Mexico’s AMLO Upbraids America, Seeking To Distract His Countrymen From Homegrown Problems

‘What are you doing for young people so they don’t consume fentanyl?’ he taunts.

AP/Marco Ugarte, file
The Mexican president, Andres Manuel Lopez Obrador, during his daily press conference at the National Palace at Mexico City, February 28, 2023. AP/Marco Ugarte, file

America is anti-democratic. It stifles freedom of expression, and is attempting to deny Donald Trump another shot at the presidency. According to the Mexican president, Andres Manuel Lopez Obrador, who is honing attacks on his northern neighbor as troubles grow at home, those are some of the problems ailing America.  

Mr. Lopez Obrador, attempting to divert attention from his own assaults on Mexico’s democratic institutions, is using his daily press conferences to harangue America. Nevermind the fentanyl crisis at the border, the high murder rate of journalists, and the dismantling of democratic institutions: AMLO, as he is known, insists that Mexico is “safer” than America.

On Tuesday, Mr. Lopez Obrador latched on to a theory being promoted by journalist Seymour Hersh. Washington is talking about cartel violence, AMLO said, while President Biden “sabotaged” the Russia-Europe Nord Stream pipeline. Meanwhile, he added, in America “several cartels” are allowed to “freely distribute fentanyl” to young people. 

“What are you doing for young people so they don’t consume fentanyl?” Mr. Lopez Obrador said. Mexican cartels traffic the synthetic opioid that causes around 70,000 overdose deaths annually, according to the National Institute on Drug Abuse.

Mr. Lopez Obrador is also disillusioned with American democracy. “If you talk about freedom of expression, why do you have Julian Assange in jail?” he said, while faulting the investigation of  President Trump over alleged hush payments to Stormy Daniels. “If he is detained, everybody will know it’s so he doesn’t appear on the electoral ballot,” AMLO said, calling it “completely anti-democratic.”

The Mexican president’s constant attention to perceived American problems may derive from what is known in psychology as projection. Just as in other Latin American countries, Mexican institutions are facing “growing threats,” the regional director for Latin America and the Caribbean programs at the National Democratic Institute, Deborah Ullmer, says: corruption, organized crime, social and political conflict, and disinformation.    

“Mexican civil society is concerned about the onslaught of AMLO’s discourse against several autonomous constitutional bodies,” Ms.

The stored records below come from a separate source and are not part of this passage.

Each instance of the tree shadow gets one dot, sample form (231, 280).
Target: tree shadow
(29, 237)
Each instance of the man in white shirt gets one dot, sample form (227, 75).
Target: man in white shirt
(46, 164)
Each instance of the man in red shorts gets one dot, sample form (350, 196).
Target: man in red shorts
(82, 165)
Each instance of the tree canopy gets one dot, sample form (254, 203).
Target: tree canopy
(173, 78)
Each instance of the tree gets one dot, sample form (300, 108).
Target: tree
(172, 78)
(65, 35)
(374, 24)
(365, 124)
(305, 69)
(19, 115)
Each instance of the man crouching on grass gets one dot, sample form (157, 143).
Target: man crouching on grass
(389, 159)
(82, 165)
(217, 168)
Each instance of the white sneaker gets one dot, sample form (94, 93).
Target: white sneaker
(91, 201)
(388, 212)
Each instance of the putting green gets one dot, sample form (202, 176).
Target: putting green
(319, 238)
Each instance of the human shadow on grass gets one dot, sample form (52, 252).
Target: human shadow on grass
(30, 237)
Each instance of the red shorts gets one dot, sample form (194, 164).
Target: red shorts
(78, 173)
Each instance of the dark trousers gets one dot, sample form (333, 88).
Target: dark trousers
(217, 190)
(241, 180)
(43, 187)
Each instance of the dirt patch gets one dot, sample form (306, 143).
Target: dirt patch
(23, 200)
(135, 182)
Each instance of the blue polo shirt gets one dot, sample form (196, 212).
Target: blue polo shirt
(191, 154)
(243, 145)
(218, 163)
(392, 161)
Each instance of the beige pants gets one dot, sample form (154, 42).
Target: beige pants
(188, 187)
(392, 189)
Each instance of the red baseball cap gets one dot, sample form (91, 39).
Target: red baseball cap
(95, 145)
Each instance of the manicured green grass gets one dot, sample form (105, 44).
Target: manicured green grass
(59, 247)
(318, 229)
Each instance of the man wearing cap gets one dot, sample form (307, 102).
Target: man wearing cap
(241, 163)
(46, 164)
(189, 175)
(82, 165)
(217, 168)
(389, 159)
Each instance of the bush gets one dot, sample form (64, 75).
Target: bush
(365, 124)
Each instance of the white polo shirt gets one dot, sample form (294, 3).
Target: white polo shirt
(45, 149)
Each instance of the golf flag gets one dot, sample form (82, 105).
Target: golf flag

Ullmer says. She adds that Mr. Lopez Obrador consistently questions the legitimacy of the media when “human rights defenders and journalists suffer a high rate of violence” in Mexico. 

Last month, Mr. Lopez Obrador presented a bill to reduce the size of Mexico’s independent electoral system. Mexicans fear that changes to the National Electoral Institute will endanger next year’s free and secure elections. “The reform rolls back 30 years of Mexico’s democratic advances,” Ms. Ullmer said.

Yet, Mr. Lopez Obrador continues to bash anyone who defies its authority, including the American government. 

The Mexico chapter of the state department’s annual global human rights report, issued this week, documented significant human rights violations, including unlawful killings by police, forced disappearance by government agents, torture or degrading treatment by security forces, restrictions on free expression and the press, and serious acts of government corruption.

“They’re lying,” Mr. Lopez Obrador said when asked about the report in his morning press conference. “America believes it’s the government of the world.”

AMLO refuses to acknowledge that fentanyl is manufactured in Mexico, despite American reports showing that most of the illegal substance is produced in clandestine labs in Mexico with Chinese precursor chemicals. Americans are to blame for the fentanyl overdose crisis, he added, because they don’t hug their children enough.

“There is a lot of disintegration of families, there is a lot of individualism, there is a lack of love, of brotherhood, of hugs and embraces,” Mr. Lopez Obrador said Friday.

Despite AMLO’s comments, America’s relationship with Mexico is “vital” and “important,” the White House press secretary, Karine Jean-Pierre, said Tuesday. “We’re going to continue to grow that relationship,” but “I am certainly going to speak out and correct the record on some of the things that have just been said.”